Probably, the most important prevention study at CROI 2013 came from a study in 16 macaque monkeys.
Half these animals were given a long-acting formulation of an integrase inhibitor and all were protected from SHIV infection, following multiple rectal exposures, compared to none of the control animals.
This was an oral late breaker abstract presented by Chastity Andrews and colleagues at the Aaron Diamond Institute, in association with GSK, with the research funded by a public grant from the U.S. NIAID.1
The macaque study at CROI included 16 animals, randomised half the animals to two cycles of intramuscular injections of 50 mg/kg GSK 744 LAP, dosed on weeks -1 and 3 (with the monthly dose based on a shorter half-life compared to human PK). Each cycle involved two injections into each quadrecept. Animals were challenged rectally with SHIV162P3 at week 0 and then weekly for up to eight weeks, or until infection was confirmed by real time PCR.
All 8 animals receiving active drug were protected throughout the 8 weeks and during subsequent 10 weeks follow-up in contrast to control animals who became infected following 1-7 challenges (median 2 challenges), p<0.0001. Proviral DNA in PBMCs and virus specific antibodies were only detected in the infected animals.
Plasma concentrations of GSK-744LAP were variable but remained more than four-fold above the IC90 level for all animals for 6/8 weeks but dropped to below the IC90 level in two animals for the last two weeks.

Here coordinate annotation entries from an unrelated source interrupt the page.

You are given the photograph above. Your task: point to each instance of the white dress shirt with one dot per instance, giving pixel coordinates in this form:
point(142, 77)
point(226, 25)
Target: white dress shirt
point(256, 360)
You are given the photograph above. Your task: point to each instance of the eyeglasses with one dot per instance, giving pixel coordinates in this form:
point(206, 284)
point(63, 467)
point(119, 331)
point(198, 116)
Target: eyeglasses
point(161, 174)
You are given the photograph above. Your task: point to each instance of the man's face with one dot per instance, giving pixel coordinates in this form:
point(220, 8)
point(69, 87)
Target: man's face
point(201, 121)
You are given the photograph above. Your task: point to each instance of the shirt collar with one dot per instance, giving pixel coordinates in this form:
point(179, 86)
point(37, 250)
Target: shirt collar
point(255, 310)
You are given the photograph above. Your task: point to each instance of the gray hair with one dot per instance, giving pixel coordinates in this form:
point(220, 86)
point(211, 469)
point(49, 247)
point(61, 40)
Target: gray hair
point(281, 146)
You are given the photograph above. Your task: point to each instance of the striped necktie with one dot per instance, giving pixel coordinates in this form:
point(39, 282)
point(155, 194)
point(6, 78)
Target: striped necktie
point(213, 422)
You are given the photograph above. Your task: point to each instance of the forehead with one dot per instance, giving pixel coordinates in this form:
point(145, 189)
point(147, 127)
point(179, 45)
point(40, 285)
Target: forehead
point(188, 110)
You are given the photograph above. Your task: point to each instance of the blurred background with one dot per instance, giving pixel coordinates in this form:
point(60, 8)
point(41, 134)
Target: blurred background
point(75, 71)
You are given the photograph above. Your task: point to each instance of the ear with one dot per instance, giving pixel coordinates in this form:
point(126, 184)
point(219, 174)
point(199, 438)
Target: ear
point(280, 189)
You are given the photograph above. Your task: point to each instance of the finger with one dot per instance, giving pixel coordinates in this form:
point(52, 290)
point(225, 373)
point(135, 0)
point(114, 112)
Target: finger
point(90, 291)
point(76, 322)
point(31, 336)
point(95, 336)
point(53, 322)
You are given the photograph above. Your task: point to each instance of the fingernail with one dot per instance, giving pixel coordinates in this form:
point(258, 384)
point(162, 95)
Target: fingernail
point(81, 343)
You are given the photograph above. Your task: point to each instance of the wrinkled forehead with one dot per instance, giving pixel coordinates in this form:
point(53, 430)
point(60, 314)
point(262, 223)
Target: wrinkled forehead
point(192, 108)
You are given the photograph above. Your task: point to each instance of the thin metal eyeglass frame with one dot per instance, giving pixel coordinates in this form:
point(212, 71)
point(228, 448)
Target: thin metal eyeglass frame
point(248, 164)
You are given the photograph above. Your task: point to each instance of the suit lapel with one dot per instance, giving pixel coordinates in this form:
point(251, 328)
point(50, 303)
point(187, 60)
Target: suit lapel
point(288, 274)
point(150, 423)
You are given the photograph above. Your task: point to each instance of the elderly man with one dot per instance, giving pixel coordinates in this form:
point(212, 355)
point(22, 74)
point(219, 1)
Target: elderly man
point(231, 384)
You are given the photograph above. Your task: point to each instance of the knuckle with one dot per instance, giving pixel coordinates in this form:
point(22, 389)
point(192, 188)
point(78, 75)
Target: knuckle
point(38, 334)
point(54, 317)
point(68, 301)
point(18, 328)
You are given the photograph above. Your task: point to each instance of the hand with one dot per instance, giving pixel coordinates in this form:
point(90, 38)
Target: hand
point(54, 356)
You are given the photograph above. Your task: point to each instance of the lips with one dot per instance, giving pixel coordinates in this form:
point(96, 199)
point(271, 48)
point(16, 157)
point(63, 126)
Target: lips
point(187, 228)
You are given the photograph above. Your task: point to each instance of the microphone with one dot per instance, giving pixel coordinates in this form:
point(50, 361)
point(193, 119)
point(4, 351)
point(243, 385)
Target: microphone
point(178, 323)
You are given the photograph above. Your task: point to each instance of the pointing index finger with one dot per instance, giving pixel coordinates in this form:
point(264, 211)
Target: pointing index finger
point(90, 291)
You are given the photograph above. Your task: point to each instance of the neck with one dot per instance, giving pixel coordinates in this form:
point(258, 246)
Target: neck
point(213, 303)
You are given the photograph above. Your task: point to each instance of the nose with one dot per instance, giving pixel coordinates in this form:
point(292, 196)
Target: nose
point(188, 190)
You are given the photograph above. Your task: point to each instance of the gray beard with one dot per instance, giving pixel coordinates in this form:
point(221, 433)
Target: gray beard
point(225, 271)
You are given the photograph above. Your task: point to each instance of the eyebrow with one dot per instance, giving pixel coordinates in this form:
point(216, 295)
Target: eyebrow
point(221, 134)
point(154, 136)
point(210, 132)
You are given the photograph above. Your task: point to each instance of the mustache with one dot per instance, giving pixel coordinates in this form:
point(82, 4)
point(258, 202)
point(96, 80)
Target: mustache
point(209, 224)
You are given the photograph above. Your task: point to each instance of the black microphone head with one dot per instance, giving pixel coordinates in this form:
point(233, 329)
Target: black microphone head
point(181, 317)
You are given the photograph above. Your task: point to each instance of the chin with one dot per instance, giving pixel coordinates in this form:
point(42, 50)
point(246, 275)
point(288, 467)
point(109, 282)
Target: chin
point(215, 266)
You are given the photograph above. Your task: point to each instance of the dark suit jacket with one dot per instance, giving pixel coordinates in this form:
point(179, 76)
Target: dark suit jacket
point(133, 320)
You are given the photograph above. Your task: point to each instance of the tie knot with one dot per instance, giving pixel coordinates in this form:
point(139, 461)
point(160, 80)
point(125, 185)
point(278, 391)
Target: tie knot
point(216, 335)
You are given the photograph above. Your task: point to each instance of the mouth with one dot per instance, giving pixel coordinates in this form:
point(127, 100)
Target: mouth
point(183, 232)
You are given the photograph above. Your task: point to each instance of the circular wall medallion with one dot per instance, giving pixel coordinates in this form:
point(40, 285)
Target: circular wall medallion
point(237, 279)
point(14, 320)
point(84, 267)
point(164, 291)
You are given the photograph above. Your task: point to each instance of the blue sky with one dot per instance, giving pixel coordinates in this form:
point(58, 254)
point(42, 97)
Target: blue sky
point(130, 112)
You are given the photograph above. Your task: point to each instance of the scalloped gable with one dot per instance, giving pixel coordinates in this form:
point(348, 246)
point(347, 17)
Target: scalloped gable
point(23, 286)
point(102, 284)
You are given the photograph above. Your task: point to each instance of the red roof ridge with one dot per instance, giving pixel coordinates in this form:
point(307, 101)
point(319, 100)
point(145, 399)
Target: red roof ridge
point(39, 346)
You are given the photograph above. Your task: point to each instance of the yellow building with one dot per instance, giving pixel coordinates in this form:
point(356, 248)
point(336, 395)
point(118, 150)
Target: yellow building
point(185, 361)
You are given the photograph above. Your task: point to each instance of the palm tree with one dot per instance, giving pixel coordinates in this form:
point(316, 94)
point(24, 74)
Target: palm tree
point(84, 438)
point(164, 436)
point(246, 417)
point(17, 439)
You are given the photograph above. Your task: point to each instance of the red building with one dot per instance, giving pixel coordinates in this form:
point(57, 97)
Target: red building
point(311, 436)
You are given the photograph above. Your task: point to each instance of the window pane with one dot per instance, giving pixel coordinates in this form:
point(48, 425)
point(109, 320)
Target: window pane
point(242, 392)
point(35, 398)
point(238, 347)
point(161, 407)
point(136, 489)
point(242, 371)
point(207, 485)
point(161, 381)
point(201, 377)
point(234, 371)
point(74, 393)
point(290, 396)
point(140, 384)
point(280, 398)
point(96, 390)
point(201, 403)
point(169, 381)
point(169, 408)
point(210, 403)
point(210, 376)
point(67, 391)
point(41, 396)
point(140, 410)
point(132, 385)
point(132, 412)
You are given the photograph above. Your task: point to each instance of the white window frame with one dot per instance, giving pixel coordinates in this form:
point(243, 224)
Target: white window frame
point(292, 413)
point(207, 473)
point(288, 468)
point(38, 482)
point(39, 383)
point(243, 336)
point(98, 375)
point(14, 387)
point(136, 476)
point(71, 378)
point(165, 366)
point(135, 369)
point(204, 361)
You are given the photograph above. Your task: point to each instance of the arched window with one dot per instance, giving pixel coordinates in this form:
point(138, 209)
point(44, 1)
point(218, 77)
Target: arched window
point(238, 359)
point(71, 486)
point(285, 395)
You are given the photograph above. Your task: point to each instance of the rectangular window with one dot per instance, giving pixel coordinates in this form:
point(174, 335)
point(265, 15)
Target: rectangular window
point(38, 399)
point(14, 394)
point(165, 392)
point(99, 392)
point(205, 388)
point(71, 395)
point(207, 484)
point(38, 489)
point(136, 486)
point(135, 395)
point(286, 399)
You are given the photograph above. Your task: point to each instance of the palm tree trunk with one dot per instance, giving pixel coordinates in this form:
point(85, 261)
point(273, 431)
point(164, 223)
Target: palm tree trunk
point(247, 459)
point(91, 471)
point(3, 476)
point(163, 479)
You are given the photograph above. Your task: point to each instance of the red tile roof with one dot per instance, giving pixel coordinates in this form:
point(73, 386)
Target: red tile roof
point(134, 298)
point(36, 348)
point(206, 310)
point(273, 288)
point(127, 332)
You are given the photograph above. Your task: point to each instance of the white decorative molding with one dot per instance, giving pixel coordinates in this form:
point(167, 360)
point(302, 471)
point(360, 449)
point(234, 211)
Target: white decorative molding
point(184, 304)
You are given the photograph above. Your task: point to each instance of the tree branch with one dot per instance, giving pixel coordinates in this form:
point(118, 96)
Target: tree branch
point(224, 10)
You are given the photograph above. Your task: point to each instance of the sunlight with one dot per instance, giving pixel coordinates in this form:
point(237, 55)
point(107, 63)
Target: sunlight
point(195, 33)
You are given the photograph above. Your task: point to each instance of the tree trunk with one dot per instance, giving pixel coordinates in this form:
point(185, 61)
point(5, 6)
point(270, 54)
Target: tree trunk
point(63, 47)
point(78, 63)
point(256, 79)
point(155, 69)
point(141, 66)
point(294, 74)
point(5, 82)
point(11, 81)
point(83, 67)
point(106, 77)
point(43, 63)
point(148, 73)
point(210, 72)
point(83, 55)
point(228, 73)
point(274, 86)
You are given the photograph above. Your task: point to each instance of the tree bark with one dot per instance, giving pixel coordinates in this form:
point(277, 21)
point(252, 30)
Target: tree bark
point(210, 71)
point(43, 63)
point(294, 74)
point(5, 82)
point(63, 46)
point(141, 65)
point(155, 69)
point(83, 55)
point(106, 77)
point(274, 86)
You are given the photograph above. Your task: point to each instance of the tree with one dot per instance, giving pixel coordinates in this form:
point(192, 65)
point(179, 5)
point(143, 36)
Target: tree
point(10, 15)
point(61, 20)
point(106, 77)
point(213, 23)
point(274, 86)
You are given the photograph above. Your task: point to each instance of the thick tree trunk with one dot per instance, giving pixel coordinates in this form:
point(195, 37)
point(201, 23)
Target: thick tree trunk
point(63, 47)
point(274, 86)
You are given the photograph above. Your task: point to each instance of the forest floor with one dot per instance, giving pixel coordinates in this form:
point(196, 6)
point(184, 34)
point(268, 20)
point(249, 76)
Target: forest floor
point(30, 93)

These data were comparable to human results using an 800 mg injection.
These first efficacy results in macaques are similar to those seen with tenofovir/FTC more than 12 years ago, which had a similarly high level of protection from rectal exposure. Crucially, the compound has the potential for monthly or perhaps quarterly injections -- overcoming the considerably reduced effectiveness of daily oral PrEP due to intermittent adherence. Similarly, the low active dose and more effective and targeted drug delivery has the potential to dramatically reduce concerns about toxicity, treatment cost and perhaps drug resistance.
Given the experience learned from studies using oral PrEP, the timeline for development should be shorter than was required for tenofovir/FTC and could offer a safer setting for non-inferiority prevention studies, enabling all participants to receive potentially active interventions.
Public funding for this research should be matched by an affordable access price to the final compound if it is proved to be effective.